Okay, so it's been a while.
I left my husband, moved to a different state, and pretty much... fell into a hole. Part of this was because my computer's motherboard took a dive, and it took a while to replace it and get my computer back up and running again because we also had to replace the chipset, re-install windows, and then it took me a while to find my windows 7 activation code.
Part of this was, naturally, because I've been fucking depressed. Greg and I started dating in high school, and he really has been my only romantic relationship. With him, I knew where my life was going and how it would be for the next few years, at least. Even though it wasn't going well and I was pretty miserable, I knew what was going to happen. I was right to leave, but leaving suddenly tore that knowledge up. It left this huge, gaping hole in my life and in my future, and that was enough to trigger a depressive episode.
I've always struggled with depression, and was diagnosed when I was 17 (or so) after another huge, life-changing event. I was on medication at the time, but it caused me some other problems (it triggered migraines and didn't really help) so I dropped the medication, and have gone unmedicated ever since. Most of the time, it's something I can deal with. This has been my longest episode of depression since high school (I think) and it wasn't exactly unexpected.
I'm feeling... better. Not really on top of it, yet, but better. Much better.

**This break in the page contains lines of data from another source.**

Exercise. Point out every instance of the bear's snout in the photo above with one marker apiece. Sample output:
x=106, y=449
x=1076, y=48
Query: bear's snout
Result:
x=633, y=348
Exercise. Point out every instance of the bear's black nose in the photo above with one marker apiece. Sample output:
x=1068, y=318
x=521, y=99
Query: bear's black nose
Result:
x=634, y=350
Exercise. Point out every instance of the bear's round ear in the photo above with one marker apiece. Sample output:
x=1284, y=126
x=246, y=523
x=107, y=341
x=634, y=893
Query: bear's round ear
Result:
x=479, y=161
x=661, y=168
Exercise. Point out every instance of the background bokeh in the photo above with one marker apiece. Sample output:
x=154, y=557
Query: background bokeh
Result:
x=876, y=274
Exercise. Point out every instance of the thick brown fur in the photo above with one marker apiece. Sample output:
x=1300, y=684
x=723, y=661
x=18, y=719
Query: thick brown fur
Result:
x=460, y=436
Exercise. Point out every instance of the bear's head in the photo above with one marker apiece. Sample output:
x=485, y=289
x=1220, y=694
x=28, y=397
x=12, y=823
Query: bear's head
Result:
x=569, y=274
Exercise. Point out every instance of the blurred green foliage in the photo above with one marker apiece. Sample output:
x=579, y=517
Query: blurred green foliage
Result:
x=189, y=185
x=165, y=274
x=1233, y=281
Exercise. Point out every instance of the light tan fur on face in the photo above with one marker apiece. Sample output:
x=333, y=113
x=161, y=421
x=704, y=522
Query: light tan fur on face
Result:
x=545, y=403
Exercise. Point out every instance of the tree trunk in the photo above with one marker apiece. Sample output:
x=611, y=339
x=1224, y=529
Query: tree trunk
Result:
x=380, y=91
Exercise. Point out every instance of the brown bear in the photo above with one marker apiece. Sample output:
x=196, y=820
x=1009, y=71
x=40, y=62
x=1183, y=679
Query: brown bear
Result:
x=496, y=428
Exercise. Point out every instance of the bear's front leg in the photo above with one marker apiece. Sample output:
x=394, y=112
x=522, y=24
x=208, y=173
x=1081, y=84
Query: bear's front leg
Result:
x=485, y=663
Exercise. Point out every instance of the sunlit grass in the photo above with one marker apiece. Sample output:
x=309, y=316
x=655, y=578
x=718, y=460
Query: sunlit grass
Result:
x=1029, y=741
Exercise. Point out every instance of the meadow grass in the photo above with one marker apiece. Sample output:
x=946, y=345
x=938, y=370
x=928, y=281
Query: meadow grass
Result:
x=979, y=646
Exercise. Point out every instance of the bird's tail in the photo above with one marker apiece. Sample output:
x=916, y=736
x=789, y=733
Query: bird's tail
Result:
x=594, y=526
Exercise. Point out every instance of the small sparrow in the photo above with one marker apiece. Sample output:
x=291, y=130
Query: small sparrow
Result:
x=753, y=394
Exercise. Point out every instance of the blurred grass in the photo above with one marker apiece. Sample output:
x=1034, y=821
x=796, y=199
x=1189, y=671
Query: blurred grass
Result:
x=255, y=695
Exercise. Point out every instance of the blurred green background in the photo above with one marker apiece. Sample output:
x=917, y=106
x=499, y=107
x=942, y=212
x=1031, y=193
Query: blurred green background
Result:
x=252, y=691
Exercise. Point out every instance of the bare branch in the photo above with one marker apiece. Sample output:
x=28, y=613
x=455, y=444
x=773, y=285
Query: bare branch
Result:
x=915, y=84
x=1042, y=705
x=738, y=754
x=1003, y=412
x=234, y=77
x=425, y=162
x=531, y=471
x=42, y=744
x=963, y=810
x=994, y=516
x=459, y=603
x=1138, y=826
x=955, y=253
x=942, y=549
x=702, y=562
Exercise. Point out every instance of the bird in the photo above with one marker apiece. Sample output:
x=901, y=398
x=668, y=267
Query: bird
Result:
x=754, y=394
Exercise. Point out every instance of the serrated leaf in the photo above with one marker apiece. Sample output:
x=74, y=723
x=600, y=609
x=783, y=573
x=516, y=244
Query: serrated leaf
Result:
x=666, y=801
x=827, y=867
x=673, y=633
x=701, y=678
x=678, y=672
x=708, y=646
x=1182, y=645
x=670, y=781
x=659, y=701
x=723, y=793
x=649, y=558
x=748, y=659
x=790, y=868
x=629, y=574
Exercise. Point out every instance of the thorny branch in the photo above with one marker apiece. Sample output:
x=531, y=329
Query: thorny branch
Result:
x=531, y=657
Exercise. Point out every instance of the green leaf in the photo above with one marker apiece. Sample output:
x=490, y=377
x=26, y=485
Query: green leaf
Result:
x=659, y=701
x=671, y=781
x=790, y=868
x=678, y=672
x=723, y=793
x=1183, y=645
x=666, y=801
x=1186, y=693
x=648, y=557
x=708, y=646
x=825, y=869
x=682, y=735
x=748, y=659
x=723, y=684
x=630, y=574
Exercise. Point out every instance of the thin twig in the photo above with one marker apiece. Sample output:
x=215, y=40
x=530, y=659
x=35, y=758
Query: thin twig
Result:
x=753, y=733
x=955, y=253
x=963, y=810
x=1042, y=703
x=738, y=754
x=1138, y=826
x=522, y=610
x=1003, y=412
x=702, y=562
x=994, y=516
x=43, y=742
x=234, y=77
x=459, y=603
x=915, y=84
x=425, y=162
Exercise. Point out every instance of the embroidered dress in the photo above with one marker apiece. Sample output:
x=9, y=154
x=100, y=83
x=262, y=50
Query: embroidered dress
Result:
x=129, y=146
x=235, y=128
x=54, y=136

I am hoping that this is not a brief glimpse of the light, but a true end to this depressive episode.
I miss blogging about stuff, talking to you guys and getting feedback. I miss chatting with people, I miss participating in stuff, and I've missed a lot of other things.
I plan on trying to blog regularly. I have a few ideas, so I'm going to start work on them as soon as I finish this and put it up, but I don't want to promise anything if I'm not up to it, long-term. I hope I am, I feel like I am, and I'd certainly like to be.